While the hearing was in progress yesterday, NASA released the contents of an e-mail message dated two days before the disaster in which a NASA engineer suggested that excessive heat exposure to the Columbia's wheel well could produce a "catastrophic" effect.
"It seems to me that with that much carnage in the wheel well, something could get screwed up enough to prevent deployment and then you are in a world of hurt," wrote Robert H. Daugherty, an engineer at NASA's Langley Research Center.
No lawmakers questioned O'Keefe about the message during the hearing, and he did not address it.
NASA engineers who evaluated the possible consequences of tile damage had been guided by past instances - "no more than a half a dozen," O'Keefe said - in which cracked thermal tiles were deemed not to be a safety risk.
"It was never determined to be significant in terms of a safety-of-flight consideration," O'Keefe said of previous cases in which insulating tiles fell off orbiters.
Under questioning by Sen. John B. Breaux, a Louisiana Democrat, O'Keefe agreed to provide Congress with a full account of all such incidents and to disclose how many tiles had sustained damage in the history of the shuttle program.
Without concrete evidence or conclusions about what caused Columbia's disintegration, lawmakers focused on budget cuts and policy decisions at NASA over the past decade, suggesting that they might have contributed to the accident.
"A comprehensive examination necessitates a review of our own actions and those of the administration to determine if the shuttle program was underfunded or managed in a manner that compromised safety," said Sen. John McCain, the Arizona Republican who is chairman of the Commerce Committee.
Several senior lawmakers pointed to cuts in the shuttle program's budget throughout the 1990s as a possible factor in the Columbia disaster. Both the amount of money NASA requested for the shuttle and the amount that Congress provided fell steadily during that period, according to an analysis by the Congressional Research Service.

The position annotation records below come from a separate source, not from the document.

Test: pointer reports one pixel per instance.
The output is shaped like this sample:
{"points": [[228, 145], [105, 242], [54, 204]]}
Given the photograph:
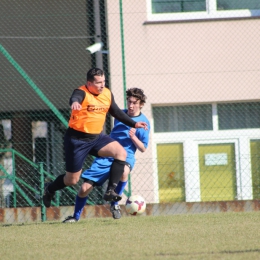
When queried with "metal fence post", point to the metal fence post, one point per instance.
{"points": [[43, 209]]}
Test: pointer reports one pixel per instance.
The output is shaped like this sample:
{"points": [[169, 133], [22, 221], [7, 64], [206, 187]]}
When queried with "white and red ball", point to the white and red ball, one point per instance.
{"points": [[135, 205]]}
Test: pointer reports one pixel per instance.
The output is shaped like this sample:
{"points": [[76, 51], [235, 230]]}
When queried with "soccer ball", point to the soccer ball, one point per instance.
{"points": [[135, 205]]}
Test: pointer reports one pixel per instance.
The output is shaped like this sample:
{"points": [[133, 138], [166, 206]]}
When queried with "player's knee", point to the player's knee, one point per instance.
{"points": [[124, 177], [69, 181]]}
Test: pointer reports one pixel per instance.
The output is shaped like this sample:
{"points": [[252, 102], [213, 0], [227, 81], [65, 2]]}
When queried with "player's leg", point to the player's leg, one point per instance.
{"points": [[96, 175], [80, 202], [115, 150], [75, 154], [115, 208]]}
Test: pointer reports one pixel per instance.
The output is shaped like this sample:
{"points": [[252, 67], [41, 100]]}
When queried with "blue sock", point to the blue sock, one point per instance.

Spending on the shuttle program fell from $4.8 billion in 1992 to about $3 billion in 1998. It has gradually risen since then to $3.3 billion in 2002.
O'Keefe - who attended the hearing armed with slides displaying photos, charts and graphs - attributed the spending decreases partly to the agency's finding "efficiencies," which he said cut costs even as shuttle performance and safety improved.
Many of the spending cuts, he said, occurred as NASA was planning to phase out the shuttle by 2012 in favor of a new launch vehicle. The space agency has since decided to keep flying the shuttle until 2015 or 2020, allowing more time to develop the new vehicle.
NASA fosters "a culture that is dedicated to ensuring safe flight operations, or else the flight does not occur," O'Keefe said.
In response to questioning by Rep. Zoe Lofgren, a California Democrat, O'Keefe agreed to review and report to Congress about whether any safety upgrades had been recommended to him - either as NASA chief or in his previous job as a top official in the White House budget office - that he did not support.
With the NASA investigation under way, aides said that Congress is likely to step back from investigative hearings or sessions about the future of the space agency until lawmakers learn more about the technical issues that led to the Columbia disaster.
"A big piece of the puzzle in terms of looking ahead for the policy questions is what went wrong technically," said Heidi Tringe, spokeswoman for the House Science Committee.